It’s been just over a year since the Gravity Climbing Centre announced it would be closing its doors at its Victoria Street location. The move by the Gravity owners rocked climbing advocates in the Nelson area. Faced with the prospect of no indoor training facility, the search for a location was on.
Hitching its wagon to the promising Downtown Athletic Club plan in the then-idle Civic Theatre seemed like a practical choice. But by autumn those hopes were dashed due to a flurry of support to save the movie screen in the city-owned building.
On Monday night the Kootenay Climbing Association unveiled a new plan for a portion of the Mary Hall gymnasium that at first glance looks like the perfect fit.
By taking an unused portion of the Tenth Street Campus space, climbers may help establish that location as a recreation hot spot.
In the late-1990s the Canadian International College pulled out of the Fairview campus and it seemed like that corner of the community was doomed. Selkirk College injected new life into the facility and over the last decade Upper Fairview has become revitalized. Last year’s completion of the new dorms and the addition of the Shambhala Music and Performance Hall has further enlivened the area.
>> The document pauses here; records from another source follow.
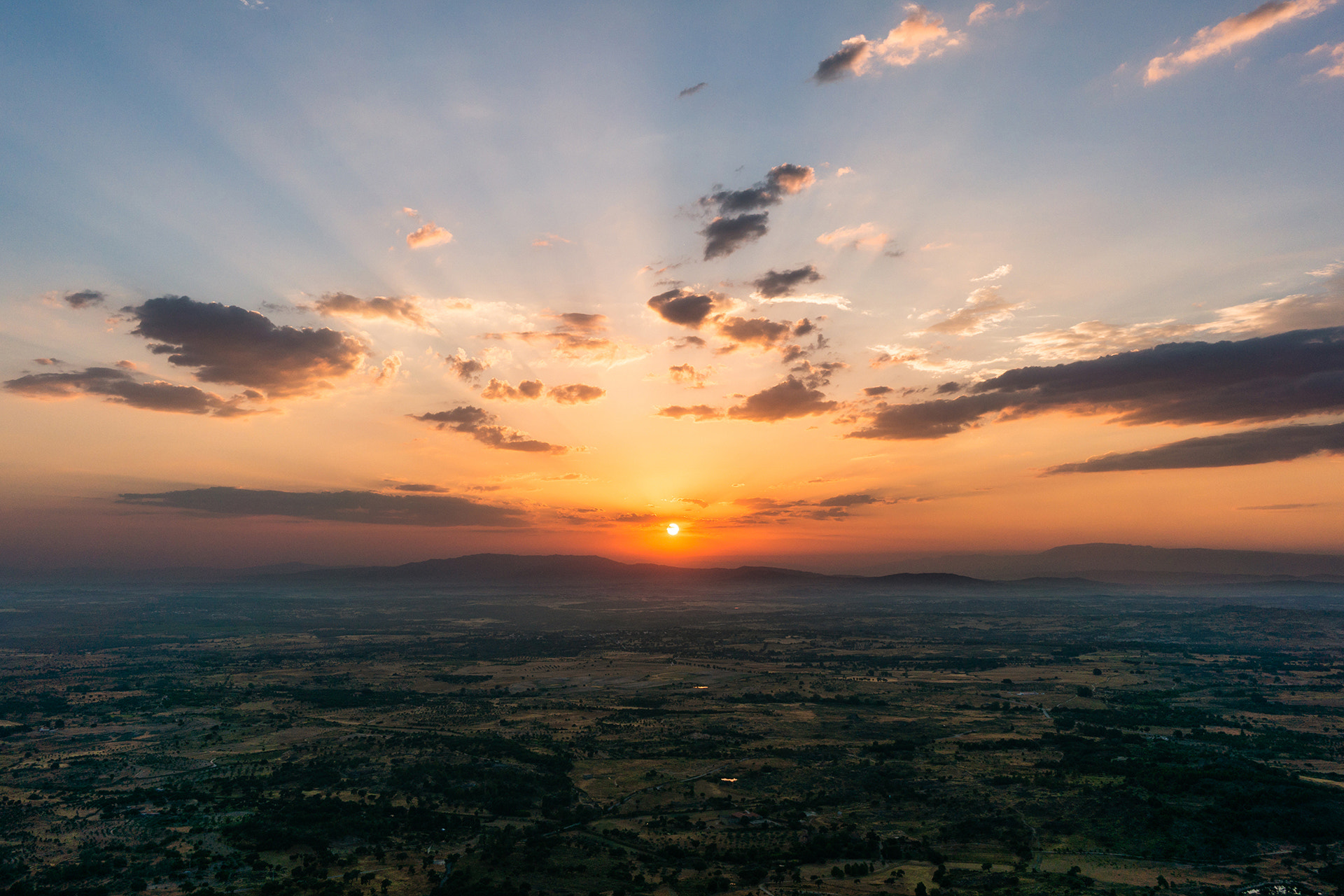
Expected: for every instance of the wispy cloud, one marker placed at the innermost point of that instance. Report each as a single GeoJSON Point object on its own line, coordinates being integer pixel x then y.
{"type": "Point", "coordinates": [920, 34]}
{"type": "Point", "coordinates": [863, 237]}
{"type": "Point", "coordinates": [983, 309]}
{"type": "Point", "coordinates": [428, 235]}
{"type": "Point", "coordinates": [999, 273]}
{"type": "Point", "coordinates": [1231, 33]}
{"type": "Point", "coordinates": [1335, 69]}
Adding a climbing component to the growing recreation programming at the Tenth Street Campus makes sense. It provides the core climbing community its outlet, has a potential captive audience with out-of-town students and gives the untried another reason to check out the campus.
The fight over the Civic Theatre may have created hard feelings with recreation lovers who coveted the downtown space. But it now seems like that battle was a blessing in disguise. We hope the Kootenay Climbing Association is able to bring its plan to fruition so the entire community can benefit.